Confidence among real estate firms has increased with the majority expecting business to improve

Real estate firms still confident, see 4 main challenges
Confidence among real estate firms has increased with the majority expecting business to improve.
For the third year in a row, the National Association of Realtors survey of firms has found that most are optimistic about the future of the industry and most expect to be profitable.

“Real estate firms continue to have a very positive outlook on the state of the industry. As the survey found, 90% of real estate firms expect net income to increase or remain the same over the next year,” says NAR president William E. Brown, a second-generation Realtor® from Alamo, California and founder of Investment Properties.

Despite continued confidence challenges remain, including rising prices and low inventory. Realtors are also concerned about increased competition from non-traditional platforms and technology disrupting the industry.

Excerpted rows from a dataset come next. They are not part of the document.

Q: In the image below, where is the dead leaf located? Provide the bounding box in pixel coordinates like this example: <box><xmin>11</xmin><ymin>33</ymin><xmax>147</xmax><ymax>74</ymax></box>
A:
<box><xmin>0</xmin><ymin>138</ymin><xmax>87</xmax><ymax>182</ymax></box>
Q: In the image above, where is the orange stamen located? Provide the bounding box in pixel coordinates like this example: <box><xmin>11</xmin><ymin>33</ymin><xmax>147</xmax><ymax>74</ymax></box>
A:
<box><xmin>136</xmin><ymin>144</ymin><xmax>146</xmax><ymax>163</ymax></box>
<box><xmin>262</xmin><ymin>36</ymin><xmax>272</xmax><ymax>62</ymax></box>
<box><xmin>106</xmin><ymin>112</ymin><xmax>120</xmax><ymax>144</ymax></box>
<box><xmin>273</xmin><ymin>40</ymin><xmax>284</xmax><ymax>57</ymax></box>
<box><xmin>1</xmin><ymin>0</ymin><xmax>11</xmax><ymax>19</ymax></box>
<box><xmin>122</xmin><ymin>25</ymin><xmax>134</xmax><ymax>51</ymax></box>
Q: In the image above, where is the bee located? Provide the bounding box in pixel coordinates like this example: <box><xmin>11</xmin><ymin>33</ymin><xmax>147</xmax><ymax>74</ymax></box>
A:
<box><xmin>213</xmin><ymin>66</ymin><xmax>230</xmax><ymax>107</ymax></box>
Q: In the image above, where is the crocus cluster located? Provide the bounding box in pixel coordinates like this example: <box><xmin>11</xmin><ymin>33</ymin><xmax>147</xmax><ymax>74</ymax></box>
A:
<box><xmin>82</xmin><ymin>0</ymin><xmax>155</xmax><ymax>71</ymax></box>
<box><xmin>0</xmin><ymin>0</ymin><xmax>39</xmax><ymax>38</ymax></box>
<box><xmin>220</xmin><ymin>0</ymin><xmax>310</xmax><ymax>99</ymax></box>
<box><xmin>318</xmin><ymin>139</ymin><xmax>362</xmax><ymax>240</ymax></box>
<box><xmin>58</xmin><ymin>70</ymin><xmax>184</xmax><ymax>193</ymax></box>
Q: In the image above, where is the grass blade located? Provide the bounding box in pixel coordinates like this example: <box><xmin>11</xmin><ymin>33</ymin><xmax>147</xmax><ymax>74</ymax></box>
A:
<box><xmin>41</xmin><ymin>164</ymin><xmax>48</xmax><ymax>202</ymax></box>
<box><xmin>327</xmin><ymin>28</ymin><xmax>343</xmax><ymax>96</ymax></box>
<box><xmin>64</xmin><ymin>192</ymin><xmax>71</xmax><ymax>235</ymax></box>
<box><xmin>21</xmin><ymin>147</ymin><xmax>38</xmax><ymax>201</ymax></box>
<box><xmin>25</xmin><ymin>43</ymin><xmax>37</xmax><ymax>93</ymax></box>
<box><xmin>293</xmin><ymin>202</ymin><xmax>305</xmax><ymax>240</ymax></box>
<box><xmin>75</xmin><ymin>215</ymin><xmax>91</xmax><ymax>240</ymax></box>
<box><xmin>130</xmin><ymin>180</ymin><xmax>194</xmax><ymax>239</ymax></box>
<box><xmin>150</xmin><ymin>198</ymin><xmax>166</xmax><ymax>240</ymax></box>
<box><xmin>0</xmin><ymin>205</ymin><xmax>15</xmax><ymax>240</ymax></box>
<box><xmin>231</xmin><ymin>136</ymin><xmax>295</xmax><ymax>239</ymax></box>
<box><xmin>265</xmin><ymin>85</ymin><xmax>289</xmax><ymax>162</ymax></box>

“There is no doubt that the real estate industry is rapidly changing, and with it comes growing competition,” said NAR CEO Bob Goldberg. “To stay ahead of this evolution and succeed in a more competitive market, NAR is establishing a new Strategic Business and Technology group to focus on business and technology solutions that ensure the role of the Realtor® is essential to the consumer.”

The figures show that 60% of firms expect to increase profit next year (down from 64% last year) but half expect competition to increase, mostly from virtual firms.

The active recruitment of new agents was reported by 43% of respondents, 49% among residential firms and 84% for firms with at least 4 offices.

More real estate firms may opt for mergers and acquisitions as the NAR figures show that those with 4 or more offices and typically 81 full-time licensed agents had a median brokerage sales volume of $235 million in 2016 (up from $203.8 million in 2015.) Those with a single office and just 2 full-time agents had a median of $4.3 million (down from $4.5 million.)